Although both inspiring speakers for their cause, King, with his nonviolent approach, was the one who envisioned a world with true equality and the end of segregated America. At the end, one of Malcolm’s quotes says it all – “Dr. King wants the same thing I want. Freedom”. This highlights the common goal and belief held by the two men, they both want freedom. Freedom from the oppression African Americans faced throughout history, freedom to feel equal living in their own country. Despite their differences, they both strive towards liberation for black people in America. The Civil Rights movement from 1954 to 1968 promoted equal rights and justice for black people in America.

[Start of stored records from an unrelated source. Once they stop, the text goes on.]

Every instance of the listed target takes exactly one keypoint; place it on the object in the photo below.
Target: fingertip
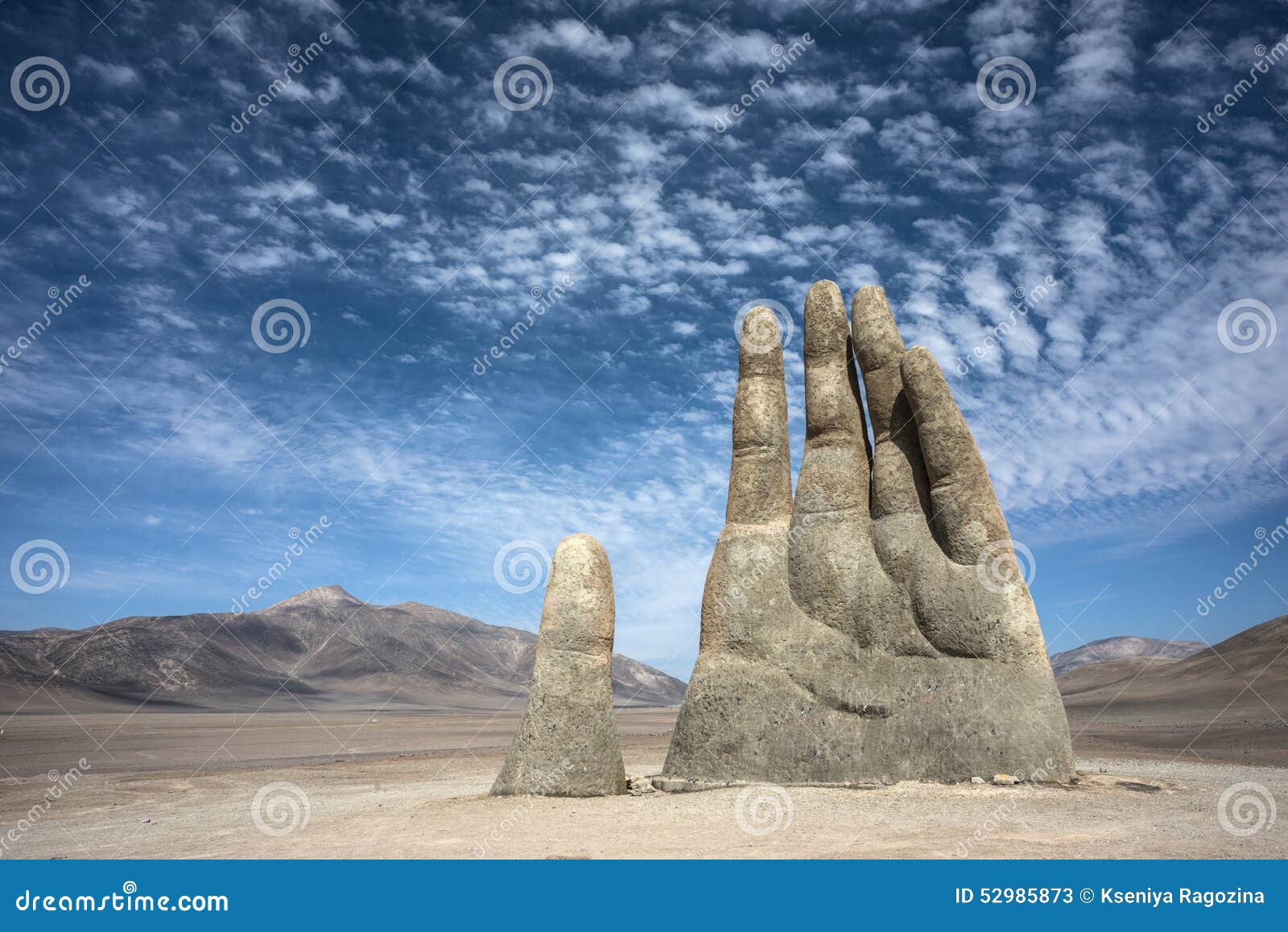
(876, 336)
(921, 375)
(760, 344)
(581, 545)
(826, 328)
(759, 326)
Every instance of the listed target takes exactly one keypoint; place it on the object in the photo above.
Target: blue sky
(415, 212)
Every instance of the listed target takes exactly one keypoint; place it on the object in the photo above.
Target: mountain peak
(320, 596)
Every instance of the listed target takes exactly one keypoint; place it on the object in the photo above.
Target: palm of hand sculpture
(877, 627)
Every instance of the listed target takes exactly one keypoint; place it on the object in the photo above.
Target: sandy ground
(412, 786)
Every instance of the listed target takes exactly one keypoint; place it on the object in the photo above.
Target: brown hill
(1114, 648)
(321, 648)
(1107, 672)
(1228, 702)
(1249, 670)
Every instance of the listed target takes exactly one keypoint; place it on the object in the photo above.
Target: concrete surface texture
(875, 627)
(567, 739)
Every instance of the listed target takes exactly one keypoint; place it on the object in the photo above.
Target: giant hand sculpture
(876, 629)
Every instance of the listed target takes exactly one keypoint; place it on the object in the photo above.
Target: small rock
(639, 786)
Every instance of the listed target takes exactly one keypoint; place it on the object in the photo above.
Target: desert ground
(167, 784)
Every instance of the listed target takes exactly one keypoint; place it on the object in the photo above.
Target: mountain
(1114, 648)
(1242, 676)
(321, 648)
(1096, 674)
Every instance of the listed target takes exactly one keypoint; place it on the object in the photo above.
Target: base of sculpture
(905, 719)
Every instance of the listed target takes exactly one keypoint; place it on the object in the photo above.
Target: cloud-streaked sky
(1067, 259)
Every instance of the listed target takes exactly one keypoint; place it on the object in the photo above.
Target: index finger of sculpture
(966, 513)
(760, 475)
(835, 468)
(898, 476)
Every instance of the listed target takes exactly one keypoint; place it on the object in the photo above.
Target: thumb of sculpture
(567, 740)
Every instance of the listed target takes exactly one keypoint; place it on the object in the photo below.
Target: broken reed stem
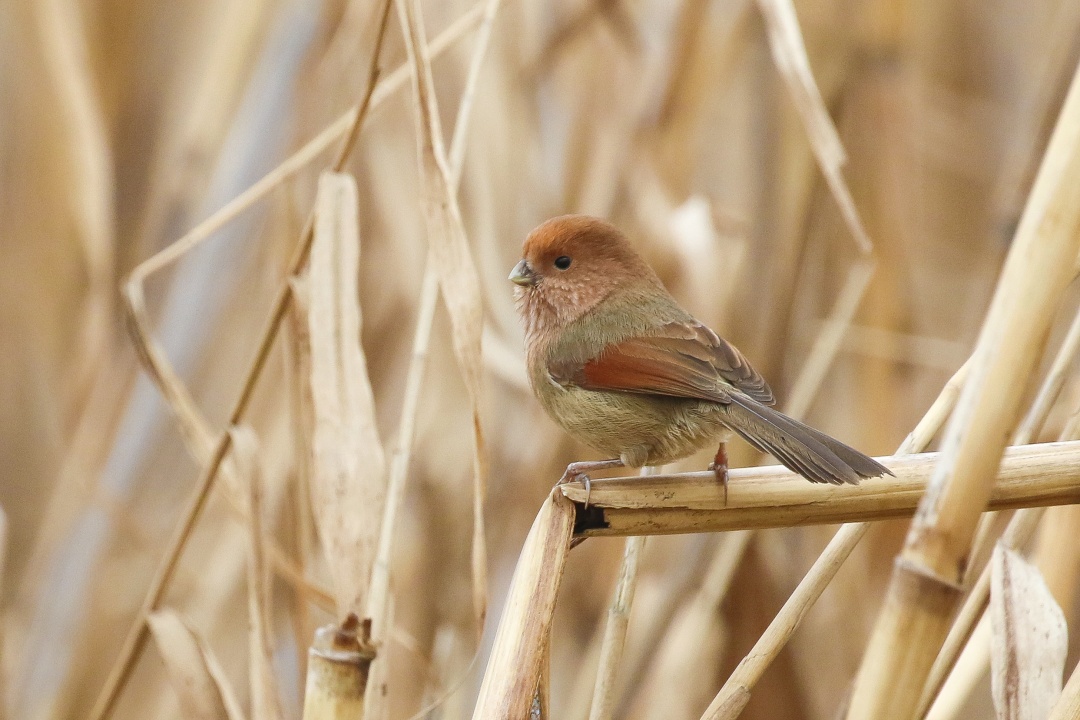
(925, 587)
(137, 636)
(736, 692)
(338, 664)
(772, 497)
(516, 659)
(615, 632)
(379, 594)
(1021, 526)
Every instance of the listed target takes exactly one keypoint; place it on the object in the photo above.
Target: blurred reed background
(124, 124)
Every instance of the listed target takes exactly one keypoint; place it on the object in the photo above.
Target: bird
(617, 363)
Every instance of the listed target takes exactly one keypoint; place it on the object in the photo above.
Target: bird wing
(682, 360)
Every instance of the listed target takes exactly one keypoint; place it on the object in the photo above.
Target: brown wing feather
(682, 360)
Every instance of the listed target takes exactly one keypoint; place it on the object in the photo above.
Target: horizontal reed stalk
(1030, 476)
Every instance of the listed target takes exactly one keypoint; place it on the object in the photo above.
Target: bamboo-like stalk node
(770, 497)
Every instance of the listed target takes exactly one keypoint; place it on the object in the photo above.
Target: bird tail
(811, 453)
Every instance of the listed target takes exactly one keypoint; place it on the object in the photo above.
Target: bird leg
(576, 471)
(719, 467)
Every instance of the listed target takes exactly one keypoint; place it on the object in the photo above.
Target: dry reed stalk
(348, 478)
(135, 640)
(736, 693)
(1029, 639)
(300, 515)
(66, 50)
(923, 591)
(946, 685)
(689, 657)
(1017, 528)
(262, 682)
(788, 53)
(457, 272)
(379, 598)
(336, 131)
(812, 372)
(603, 703)
(615, 632)
(338, 664)
(205, 95)
(201, 685)
(516, 657)
(768, 497)
(194, 429)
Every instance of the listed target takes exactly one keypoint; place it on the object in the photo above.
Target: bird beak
(522, 274)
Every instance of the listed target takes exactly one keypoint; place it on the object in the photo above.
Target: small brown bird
(621, 366)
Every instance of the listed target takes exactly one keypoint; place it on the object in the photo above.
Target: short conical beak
(522, 274)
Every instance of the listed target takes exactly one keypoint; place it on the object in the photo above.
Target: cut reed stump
(338, 665)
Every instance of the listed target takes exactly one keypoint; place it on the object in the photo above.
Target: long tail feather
(811, 453)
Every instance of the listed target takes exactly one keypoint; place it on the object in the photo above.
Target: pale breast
(647, 430)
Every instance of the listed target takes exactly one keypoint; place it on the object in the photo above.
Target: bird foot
(719, 467)
(576, 472)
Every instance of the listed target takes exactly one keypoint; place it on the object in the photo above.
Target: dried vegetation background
(690, 124)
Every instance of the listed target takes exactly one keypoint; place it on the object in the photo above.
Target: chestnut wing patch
(682, 361)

It aimed to abolish the racist and segregatory views towards African Americans, mobilising a battle for equality.
To conclude the essay, Martin Luther King Jr and Malcolm X were both speakers advocating freedom in the movement. Despite having different views on the issue, one against violence while the other promoting it, they were both on the same side, both promoting equal rights and self-respect for African Americans. Martin Luther King’s accomplishments as a spokesperson throughout the movement was heavily influential towards black empowerment and freedom, advocating for equal rights, giving hope. Malcolm’s methods and ways of encouraging the black population to fight back added fire to the movement, giving young black men a fighting chance, what they never would have gotten in the past with America’s racist and segregatory views. The African American Civil Rights movement was a pivotal point in American history, with two powerful figures shaping the movement. Although both assassinated, they mobilised the fight for equality that achieved greatness for America.